Star Profile
Jim Litzinger Columbia Children’s Theatre is celebrating its 35th season, at least in dog years, according to the staff. With people, they explain, that’s just five years as of this May. Between now and then, Columbia Children’s Theatre has scheduled three plays: Charlotte’s Web (February 5, 6, and 7), Cinderella (February 12-14 and 19-21), and Junie B. Jones and a Little Monkey Business (April 9-10 and 16-18).
As the Web site (columbiachildrenstheatre. com) puts it in its mission statement:
“Columbia Children’s Theatre was founded to serve a need in the Midlands and surrounding areas of Columbia for professional live theatre for young audiences. Each of our productions features professional directors, actors, writers, and designers all focused on delivering a theatre experience for the entire family. We are dedicated to providing programming that enriches the lives of audiences with the wonders and magic of live theatre that speaks across cultural, ethnic, and generational boundaries and gives children memories that will last long after the curtain falls.”
Carrying out that mission is Jim Litzinger, executive director of the Columbia Children’s Theatre.
Litzinger was born in Cleveland, Ohio, where his father worked for Square D. His mother taught first grade. Litzinger’s younger sister Suzanne Rapp is a home health care nurse who lives in Elgin.
When Litzinger was four years old, the family moved to Columbia because his father had relocated at the Square D plant on the Sumter Highway. After kindergarten at Julia Bates and grammar school at both Meadowfield and Atlas Road, Litzinger went to Hand and graduated from Dreher in 1986.

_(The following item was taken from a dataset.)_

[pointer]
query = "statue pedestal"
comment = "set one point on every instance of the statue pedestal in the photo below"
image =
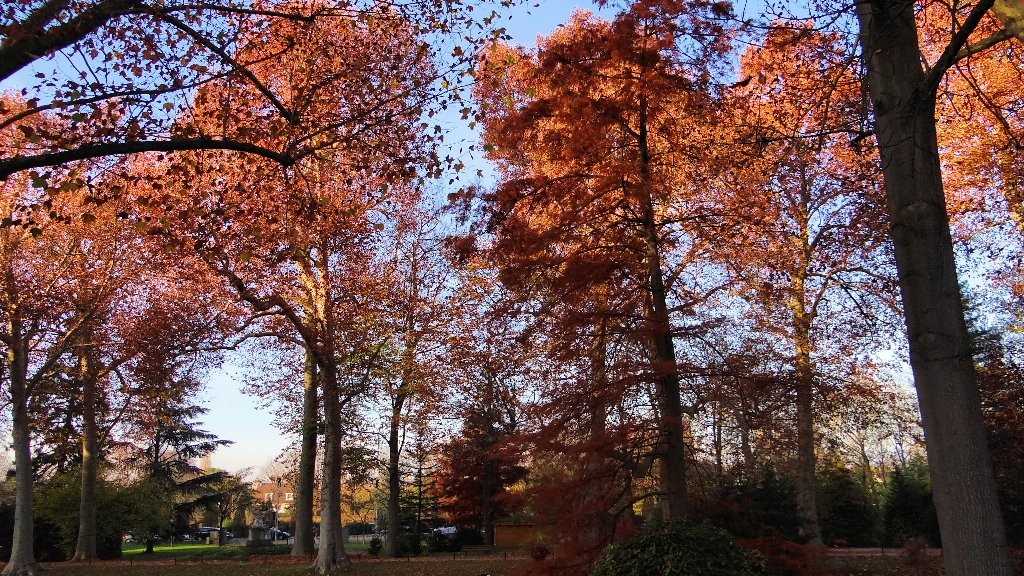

At Dreher, Litzinger developed his appreciation for live theater, performing as often as the productions were available, particularly the musicals. During the summer between his junior and senior years at Dreher, Litzinger went with a school group to Europe where they spent an extended time in France with their French teacher, Sarah Stepp.
Litzinger took his French background with him to Winthrop in Rock Hill, but there he began his major in business. Two years later, he transferred to USC’s Columbia campus, eventually graduating with a degree in French and a cognate in linguistics.
After 10 years in Chicago, beginning as a graphic artist and working his way into Deloitte & Touche, the major league accounting firm, Litzinger returned to Columbia in 2003. He spent three years as the educational outreach director for the Columbia City Ballet.
The ballet business led Litzinger to Camden and the Fine Arts Center of Kershaw County as their marketing director. At the time Cristin Cobb was the executive director, and she still is.
The Fine Arts Center’s campus began with the Douglas-Reed house, which is the home of the executive offices and where the receptions are held with the support of a full catering kitchen. The Bassett Building is the main education facility, designed and built just for such a purpose.
At the end of 2009, Litzinger left Camden to join the Columbia Children’s Theatre and its artistic director Jerry Stevenson. The new home for performances at the former Richland Fashion Mall has been on its test run since that April. The plays are performed on the second level, accessible from the main entrance next to the S&S Cafeteria. The Richland Fashion Mall venue is a great leap forward, for sure, but the dream move for Columbia Children’s Theatre is to relocate in its own performing arts hall replete with administration and education facilities, something on the order of what Litzinger had in Camden.
Litzinger and Stevenson see a lot of good children’s theater in the country, but their favorite they know the most about is the Emerald City Theater Company in Chicago. A reachable goal is to soon drop by the Emerald City stage and hear some seasoned staffer remark in highly favorable terms about the quality of children’s theater in Columbia.